Access AWS EMR hive connection using HIVE connector Node in KNIME

Is there a feasibility to access AWS EMR hive using  KNIME. If yes then what will be parameter configuration like port, KNIME node etc for this.

We are able to access hive through putty (ssh ) and through hue from my local machine.

Hi,

you can use the Hive Connector node to access Hive from KNIME.

However you need access to port TCP/10000 on the AWS instance where Hiveserver2 is running (that's where the KNIME driver connects to). This can either be achieved by allowing direct access in the AWS security group of the AWS instance, or by SSH tunneling via putty.

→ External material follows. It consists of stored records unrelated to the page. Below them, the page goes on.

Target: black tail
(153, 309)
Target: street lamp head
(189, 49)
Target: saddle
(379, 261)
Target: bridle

The third options is to create a Windows instance in AWS and to put it into the same network as your EMR cluster. You can then access the Windows instance via remote desktop from your local machine, install KNIME with the big data extensions there and then use Hive Connector.

Best,

Björn

Hi,

I am able to connect via AWS EC2 instance. But not able to connect from my local system. 

Option tried :- I had given all traffic permission in security group and created tunneling via putty for port 10000.

Node "Database Connector" runs to green bur node  "Database Table Selector" is not working giving issue :- "Could not get table types from database, reason: Connection reset" on clicking Fetch Metadata and on running :- "Execute failed: Error while validating SQL query: Connection reset by peer: socket write error"

Will you please help on what I am missing.

Thanks

Hi,

have you registered the Amazon provided Hive driver? If not please download the driver from https://docs.aws.amazon.com/ElasticMapReduce/latest/ReleaseGuide/HiveJDBCDriver.html
Extract the zip file. Open the KNIME preferences (File → Preferences), select KNIME → Databases on the left and click Add directory. Then select the extracted driver directory. The driver should be detected by KNIME and preferred over the built-in driver. This can be verified by opening a Hive Connector Node dialog, which should display the name of the Amazon driver in the driver section. Once the driver is registered follow the steps in the Hive JDBC Driver page e.g. setting up the ssh tunnel.

Bye

Tobias

 

Thanks for suggestion. It works :)